My thirst for recollections did not care for an explanation. I caught myself suddenly chuckling to the thought of one of my brother’s jokes that still amused me. I could even distinctly perceive the mischievous movement of his lips betraying the silliness that was about to burst and make me laugh for days. My eyes were wet. Have I really been laughing?
The journey to the past was lingering. A glimpse of an older memory occurred out of nowhere. Back to the days growing up in Beirut my mother had once engaged me to play hide-and-seek after school. As I found her hiding behind a tree, she winked at me with congratulations and smiled tenderly showing her teeth. This very tree had served other occasions a few years later when my brother had found his little bird drop dead in its cage. With a surge of compassion he had fixed a cardboard coffin to the size of the corpse and delicately buried the poor creature beside the roots of the tree. Like the bird called by heaven, my mother was no more. But my brother, my brother, he was waiting for me at the hospital.
The train whistled, signaling I had arrived at the destination. New York, Westchester. I left the station in a hurry like a distracted shadow, a bit confused by the worry that was suddenly growing in me. The walk from the train station to the hospital never seemed so long. I could not wait to see my brother; I had to see him now, I had to chase this unbearable worry! We could converse, we could laugh, the trivial details of my recollections would no longer be important. The disease was temporary; there were many more memories to come.
The month of November was ending; it was cold and surprisingly quiet. That day I did not give thanks; I did not feel the warmth of blessings. There he was, lying peacefully with his eyes closed and his arms embracing his chest. He was exceptionally handsome but I did not recognize him. I touched his face; it felt like a frozen rock. For the first time I noticed his long fingers, his delicate hands.
A few weeks earlier I put his hands into mine to shelter him from the nightmares of the dark.

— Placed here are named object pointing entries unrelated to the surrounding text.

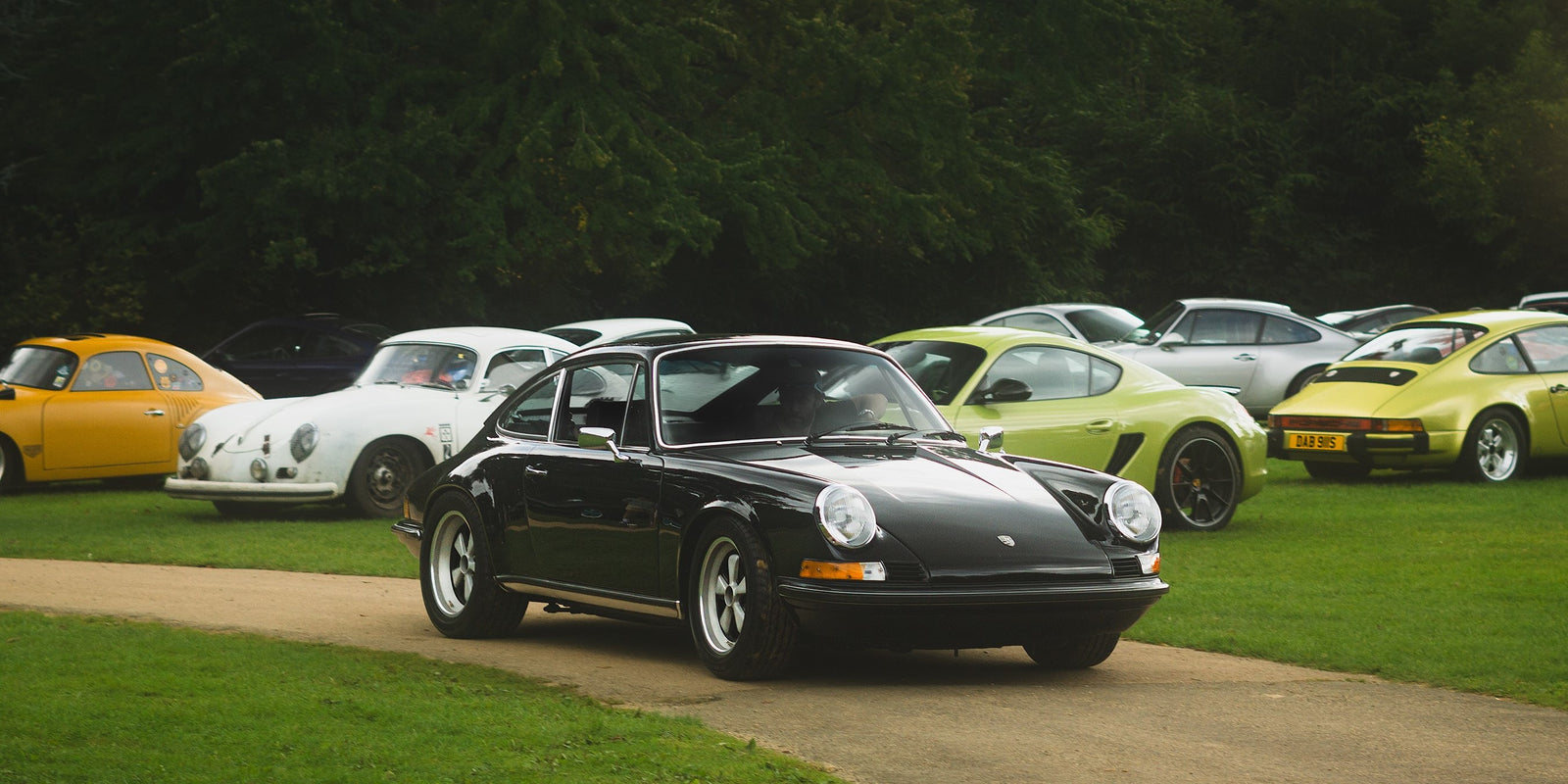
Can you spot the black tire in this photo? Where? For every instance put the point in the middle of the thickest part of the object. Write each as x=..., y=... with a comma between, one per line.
x=1073, y=653
x=741, y=627
x=1303, y=378
x=1337, y=470
x=381, y=475
x=1494, y=447
x=12, y=470
x=457, y=574
x=1199, y=480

In the day he was overwhelmed with the presence of his loved ones but when the night approached he was like a frightened child. Those dark nights at the hospital were a constant reminder of a step closer to death. His tremendous sense of humor could no longer keep up with the hostility of the disease. His imposing body had lost its vigor; he would shed tears with grimaces of despair I had never witnessed before. In the midst of this turmoil his eyes remained brilliant, filled with hope and kindness: he had faith. However it was unclear where he truly placed that faith. Throwing my disappointment in the face of reality, I could not help but reconsider the worth of existence.
The procession was slowly navigating the hills of the cemetery. The first snow of the year had fallen elegantly that morning, like a prayer. As the grave disappeared in the soil, crowned with several bouquets of regret, the heaviness that had been pulling me down was strangely released. A beam of light timidly found its way to my heart and my loved ones. The idea of my brother happily reuniting with my mother was a comforting promise, almost regenerating, as consolation was nowhere else to find.